Genetics & Molecular Drivers

1. Cytogenetics: a primer

Three diagnostic platforms now routinely interrogate the leukaemic genome:

• Karyotype (G-banded metaphases) — pan-genome view at low resolution (~5 Mb). Detects translocations, deletions >5 Mb, ploidy changes, and clonal evolution. Requires dividing cells; ~5–7 day turnaround.
• FISH — targeted fluorescent probes; faster (~24 h), higher resolution, can be done on interphase cells. Standard panels: BCR-ABL1, KMT2A, RUNX1::RUNX1T1, CBFB::MYH11, PML::RARA, IGH break-apart for B-ALL, −5/del5q, −7, +8, del(17p), del(11q), +12, del(13q) for CLL.
• Molecular (NGS / RT-PCR) — targeted-panel DNA sequencing of ~30–500 leukaemia-relevant genes; RNA-seq for fusion detection (especially Ph-like ALL).

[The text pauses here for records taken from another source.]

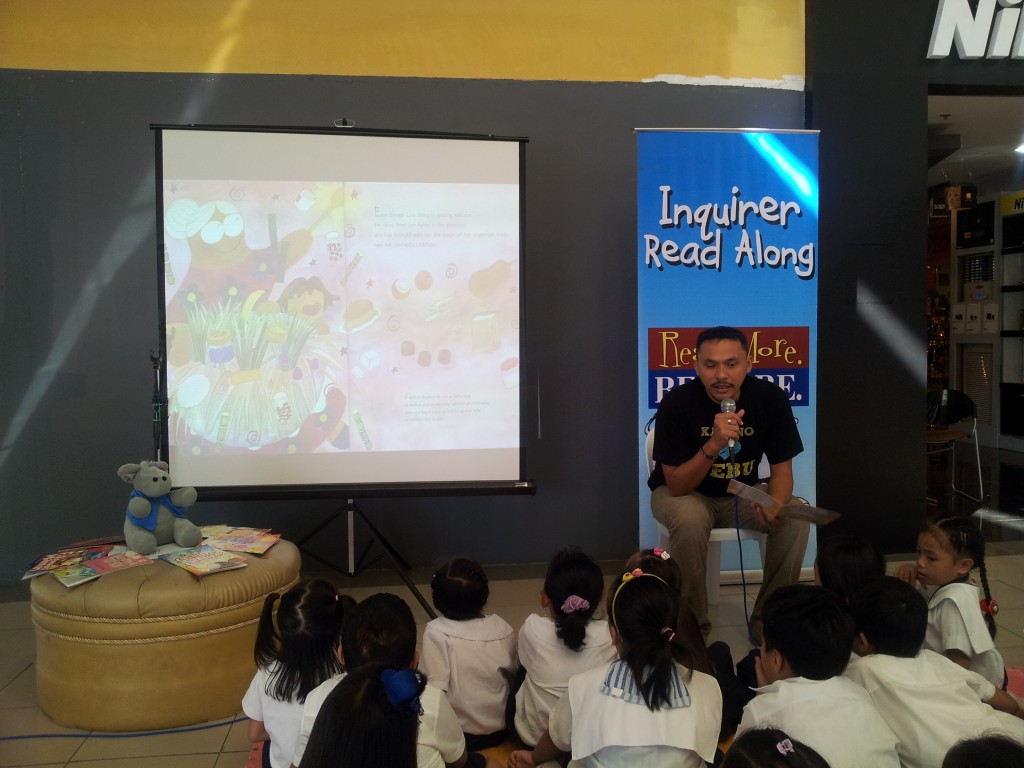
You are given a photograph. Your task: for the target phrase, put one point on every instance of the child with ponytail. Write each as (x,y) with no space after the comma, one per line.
(292,658)
(566,641)
(961,620)
(647,708)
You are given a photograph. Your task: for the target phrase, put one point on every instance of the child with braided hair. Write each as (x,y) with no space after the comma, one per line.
(649,707)
(295,652)
(469,655)
(566,641)
(961,624)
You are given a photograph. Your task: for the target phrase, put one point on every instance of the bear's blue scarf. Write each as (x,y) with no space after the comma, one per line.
(150,521)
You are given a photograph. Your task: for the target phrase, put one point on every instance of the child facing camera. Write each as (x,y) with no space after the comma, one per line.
(567,641)
(467,654)
(961,620)
(770,748)
(292,658)
(647,708)
(807,641)
(929,701)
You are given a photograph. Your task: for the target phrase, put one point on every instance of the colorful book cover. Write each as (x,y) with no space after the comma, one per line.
(205,559)
(244,540)
(66,558)
(98,566)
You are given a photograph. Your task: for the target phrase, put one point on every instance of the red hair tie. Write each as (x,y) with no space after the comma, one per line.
(989,606)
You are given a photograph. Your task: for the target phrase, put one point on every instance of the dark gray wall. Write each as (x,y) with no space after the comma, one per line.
(868,84)
(79,305)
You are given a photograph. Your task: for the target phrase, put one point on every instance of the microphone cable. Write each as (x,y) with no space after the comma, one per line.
(739,547)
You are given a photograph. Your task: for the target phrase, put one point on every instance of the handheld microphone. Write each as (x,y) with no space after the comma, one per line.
(729,407)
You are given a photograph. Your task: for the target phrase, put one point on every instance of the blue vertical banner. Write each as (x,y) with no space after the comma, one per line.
(727,235)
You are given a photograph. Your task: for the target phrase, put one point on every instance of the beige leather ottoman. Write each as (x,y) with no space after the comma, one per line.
(153,646)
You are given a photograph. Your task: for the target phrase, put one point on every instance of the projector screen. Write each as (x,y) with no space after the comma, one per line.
(341,310)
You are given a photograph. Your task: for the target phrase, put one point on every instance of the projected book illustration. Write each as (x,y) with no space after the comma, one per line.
(340,309)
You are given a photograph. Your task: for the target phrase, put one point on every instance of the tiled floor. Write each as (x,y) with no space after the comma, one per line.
(29,737)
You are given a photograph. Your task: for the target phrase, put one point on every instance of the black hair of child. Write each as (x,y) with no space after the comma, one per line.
(966,540)
(379,630)
(459,589)
(992,751)
(891,614)
(358,727)
(571,572)
(846,560)
(811,628)
(688,631)
(304,639)
(770,748)
(643,611)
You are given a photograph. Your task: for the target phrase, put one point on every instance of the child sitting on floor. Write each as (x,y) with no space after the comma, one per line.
(845,561)
(807,638)
(648,708)
(771,748)
(929,701)
(715,658)
(371,719)
(467,654)
(568,640)
(292,658)
(961,621)
(381,631)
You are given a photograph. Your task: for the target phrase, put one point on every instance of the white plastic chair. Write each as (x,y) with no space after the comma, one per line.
(714,576)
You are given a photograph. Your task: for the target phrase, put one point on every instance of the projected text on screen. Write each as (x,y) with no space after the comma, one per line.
(335,318)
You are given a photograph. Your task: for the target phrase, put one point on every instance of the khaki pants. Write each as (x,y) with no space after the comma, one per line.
(689,519)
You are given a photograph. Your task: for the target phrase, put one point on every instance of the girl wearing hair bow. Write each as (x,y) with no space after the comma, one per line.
(649,707)
(566,641)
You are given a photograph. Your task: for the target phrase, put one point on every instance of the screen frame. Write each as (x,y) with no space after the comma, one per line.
(527,427)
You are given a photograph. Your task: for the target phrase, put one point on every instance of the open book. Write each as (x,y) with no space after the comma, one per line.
(817,515)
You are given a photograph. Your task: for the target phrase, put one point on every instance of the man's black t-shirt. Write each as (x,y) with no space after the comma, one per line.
(685,418)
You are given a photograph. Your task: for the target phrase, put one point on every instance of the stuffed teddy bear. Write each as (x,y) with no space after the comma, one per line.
(156,514)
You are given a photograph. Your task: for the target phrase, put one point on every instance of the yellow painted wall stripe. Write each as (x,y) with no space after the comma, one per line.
(595,40)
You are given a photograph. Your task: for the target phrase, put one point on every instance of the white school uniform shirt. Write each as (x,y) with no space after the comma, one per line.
(550,664)
(472,662)
(280,718)
(955,622)
(603,728)
(438,739)
(931,702)
(835,717)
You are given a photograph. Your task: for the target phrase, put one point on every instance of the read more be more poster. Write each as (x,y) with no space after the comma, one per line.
(727,229)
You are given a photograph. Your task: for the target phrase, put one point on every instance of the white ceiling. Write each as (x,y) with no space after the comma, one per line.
(989,128)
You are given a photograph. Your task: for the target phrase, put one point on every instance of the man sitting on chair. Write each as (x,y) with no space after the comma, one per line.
(694,464)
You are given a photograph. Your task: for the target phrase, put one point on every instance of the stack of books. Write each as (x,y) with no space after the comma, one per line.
(88,560)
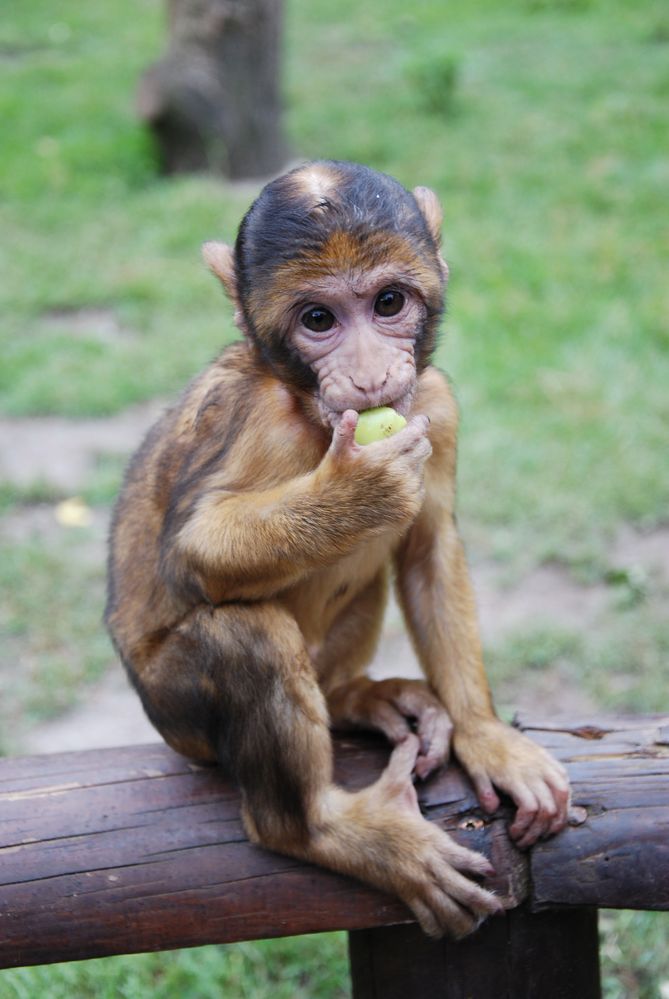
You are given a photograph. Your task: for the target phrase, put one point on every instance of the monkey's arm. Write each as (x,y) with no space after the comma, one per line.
(438,603)
(439,606)
(252,544)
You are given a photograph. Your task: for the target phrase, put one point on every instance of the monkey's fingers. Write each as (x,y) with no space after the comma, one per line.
(542,811)
(342,439)
(412,699)
(434,732)
(401,764)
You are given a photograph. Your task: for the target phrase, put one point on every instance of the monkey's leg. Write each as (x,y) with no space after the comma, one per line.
(238,679)
(395,706)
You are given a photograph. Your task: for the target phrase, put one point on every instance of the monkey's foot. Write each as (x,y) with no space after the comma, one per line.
(379,835)
(397,708)
(497,756)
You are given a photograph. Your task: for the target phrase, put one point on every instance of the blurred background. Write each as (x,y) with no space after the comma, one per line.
(542,125)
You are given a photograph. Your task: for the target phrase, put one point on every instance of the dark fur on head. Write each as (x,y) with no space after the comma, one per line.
(292,221)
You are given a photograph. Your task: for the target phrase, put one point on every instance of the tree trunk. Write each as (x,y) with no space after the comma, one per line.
(213,102)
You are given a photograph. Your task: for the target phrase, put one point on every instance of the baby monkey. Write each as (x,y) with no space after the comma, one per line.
(253,543)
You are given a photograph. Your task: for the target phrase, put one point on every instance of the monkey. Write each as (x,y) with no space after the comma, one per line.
(254,542)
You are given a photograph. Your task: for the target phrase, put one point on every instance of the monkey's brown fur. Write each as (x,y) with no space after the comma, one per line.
(251,551)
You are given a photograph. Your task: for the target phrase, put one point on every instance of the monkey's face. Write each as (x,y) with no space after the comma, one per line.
(338,281)
(354,316)
(357,332)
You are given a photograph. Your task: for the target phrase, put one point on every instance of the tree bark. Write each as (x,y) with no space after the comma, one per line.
(213,102)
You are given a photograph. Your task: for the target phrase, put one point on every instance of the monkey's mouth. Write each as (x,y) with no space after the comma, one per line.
(402,405)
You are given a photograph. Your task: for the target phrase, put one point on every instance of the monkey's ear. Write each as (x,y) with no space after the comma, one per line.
(432,212)
(220,259)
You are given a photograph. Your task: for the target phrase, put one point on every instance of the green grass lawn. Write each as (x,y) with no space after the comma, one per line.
(542,124)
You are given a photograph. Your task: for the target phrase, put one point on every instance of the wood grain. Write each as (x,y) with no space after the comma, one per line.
(136,849)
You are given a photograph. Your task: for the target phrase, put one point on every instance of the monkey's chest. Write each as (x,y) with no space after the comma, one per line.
(320,599)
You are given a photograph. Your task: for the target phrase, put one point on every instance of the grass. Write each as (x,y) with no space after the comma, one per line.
(298,968)
(542,125)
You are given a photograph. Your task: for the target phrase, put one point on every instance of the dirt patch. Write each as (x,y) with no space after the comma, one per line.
(62,454)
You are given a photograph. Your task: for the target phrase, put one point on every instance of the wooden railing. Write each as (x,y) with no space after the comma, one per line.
(118,851)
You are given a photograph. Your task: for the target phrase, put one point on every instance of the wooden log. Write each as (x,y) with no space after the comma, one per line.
(618,855)
(521,955)
(136,849)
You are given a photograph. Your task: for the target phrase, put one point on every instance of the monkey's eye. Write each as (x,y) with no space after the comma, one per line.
(388,302)
(318,320)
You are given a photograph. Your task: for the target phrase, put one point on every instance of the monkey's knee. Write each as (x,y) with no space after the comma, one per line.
(235,683)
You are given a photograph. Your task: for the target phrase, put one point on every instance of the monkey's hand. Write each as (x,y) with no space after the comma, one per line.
(401,852)
(396,707)
(496,755)
(387,477)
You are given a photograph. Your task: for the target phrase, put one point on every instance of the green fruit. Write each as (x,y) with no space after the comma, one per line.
(375,424)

Cytogenetic notation is concise. 46,XX,t(9;22)(q34;q11) means a female karyotype with a balanced translocation between chromosomes 9 and 22 at the indicated cytobands. 47,XY,+8 means trisomy 8 in a male. der(7) is a derivative chromosome 7. idic(X)(p11) is an isodicentric. complex karyotype in AML is ≥3 unrelated abnormalities (excluding favourable changes); monosomal karyotype is ≥2 monosomies or 1 monosomy + 1 structural abnormality. Both confer adverse risk.

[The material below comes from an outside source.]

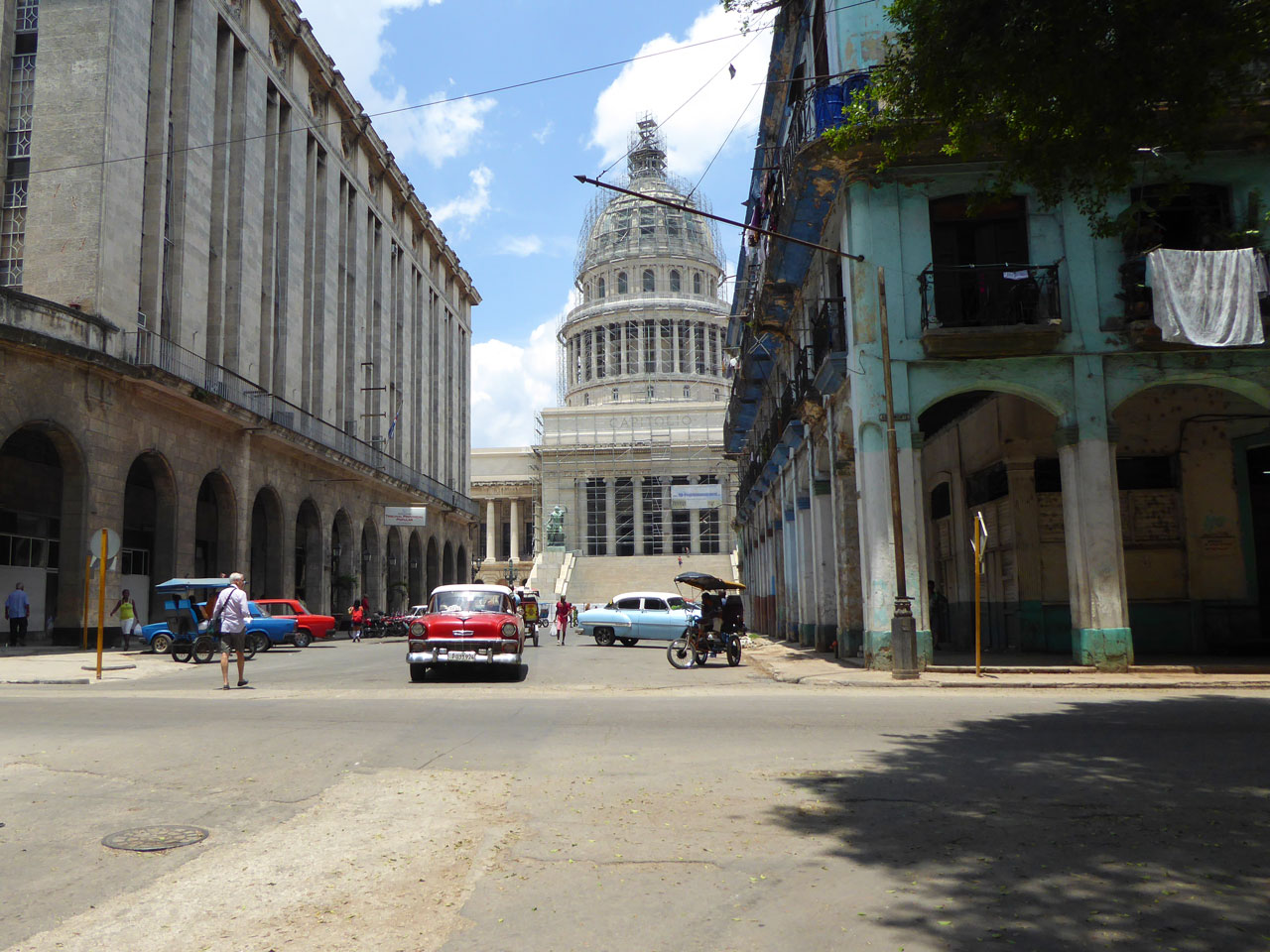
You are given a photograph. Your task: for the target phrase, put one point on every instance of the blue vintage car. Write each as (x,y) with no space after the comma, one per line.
(183,610)
(654,616)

2. The Philadelphia Chromosome — First of its Kind

In 1960 Peter Nowell (a haematologist at the University of Pennsylvania) and David Hungerford (a graduate student at the Fox Chase Cancer Center) independently observed an abnormally small chromosome in CML cells — the Philadelphia chromosome, named for the city in which they worked. Their joint paper (Science 1960) was the first description of a consistent cytogenetic abnormality in any human cancer.

For 13 years the Ph chromosome was assumed to be a deletion. In 1973 Janet Rowley, using the new Q-banding technique, showed it was the result of a balanced reciprocal translocation t(9;22)(q34;q11). Through the 1980s, several groups (Heisterkamp, de Klein, Groffen, Witte) cloned BCR and ABL1 and showed the fusion transcript and protein. The cancer field had its first molecularly-defined oncogene and a template for everything to come.

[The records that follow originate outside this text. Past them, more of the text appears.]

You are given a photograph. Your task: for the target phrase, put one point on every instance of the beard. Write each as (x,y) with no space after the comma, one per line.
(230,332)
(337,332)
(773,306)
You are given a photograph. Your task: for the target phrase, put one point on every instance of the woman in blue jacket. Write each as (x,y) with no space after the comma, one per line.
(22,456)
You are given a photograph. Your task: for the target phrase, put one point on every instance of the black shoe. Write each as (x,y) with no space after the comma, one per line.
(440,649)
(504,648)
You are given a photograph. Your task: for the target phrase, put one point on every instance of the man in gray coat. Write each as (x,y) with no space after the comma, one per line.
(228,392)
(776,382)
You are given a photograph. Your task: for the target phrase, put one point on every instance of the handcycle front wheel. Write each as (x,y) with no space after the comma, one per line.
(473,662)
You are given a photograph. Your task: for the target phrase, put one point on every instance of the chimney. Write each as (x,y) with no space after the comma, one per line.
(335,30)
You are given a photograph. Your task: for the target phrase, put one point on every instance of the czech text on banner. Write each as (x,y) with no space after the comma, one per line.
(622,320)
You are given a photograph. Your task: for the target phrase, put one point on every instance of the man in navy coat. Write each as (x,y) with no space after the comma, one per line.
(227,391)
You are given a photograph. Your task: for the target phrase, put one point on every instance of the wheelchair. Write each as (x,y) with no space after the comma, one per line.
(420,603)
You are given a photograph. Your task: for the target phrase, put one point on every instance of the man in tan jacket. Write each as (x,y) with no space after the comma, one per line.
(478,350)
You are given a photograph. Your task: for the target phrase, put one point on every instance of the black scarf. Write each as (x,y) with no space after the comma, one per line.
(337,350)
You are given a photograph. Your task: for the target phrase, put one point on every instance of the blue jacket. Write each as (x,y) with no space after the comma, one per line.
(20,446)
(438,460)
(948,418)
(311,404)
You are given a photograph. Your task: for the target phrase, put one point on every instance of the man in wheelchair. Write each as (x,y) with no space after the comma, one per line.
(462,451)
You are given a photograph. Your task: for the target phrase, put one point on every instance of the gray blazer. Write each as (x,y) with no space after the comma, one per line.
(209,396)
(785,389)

3. Translocations & Fusion Proteins

Recurrent translocations dominate paediatric and core-binding-factor leukaemias. Three mechanisms are recurrent:

• Constitutively active kinase — BCR::ABL1, ETV6::RUNX1, NUP214::ABL1, EBF1::PDGFRB, KIF5B::FLT3.
• Aberrant transcription factor — PML::RARA (locks differentiation), RUNX1::RUNX1T1 (dominant-negative core-binding-factor), CBFB::MYH11, KMT2A::AFF1, KMT2A::MLLT3, ETV6::RUNX1, TCF3::PBX1, DEK::NUP214, NUP98 fusions.
• Cytokine-receptor / immunoglobulin enhancer juxtaposition — IGH::CRLF2, IGH::MYC (Burkitt), IGH::CCND1 (mantle-cell), IGH::BCL2 (follicular).

The major recurrent fusions and their diseases:

Single fusions are rarely sufficient. Mouse models repeatedly show that PML-RARA, AML1-ETO, and BCR-ABL alone produce a chronic, slow-onset disease; cooperating mutations (FLT3, KIT, NRAS, KMT2D) drive transformation to acute leukaemia. The two-hit model of leukaemogenesis — class I (signalling) plus class II (differentiation/transcription) — was articulated by Gilliland (Curr Opin Hematol 2002) and remains a useful schematic for AML.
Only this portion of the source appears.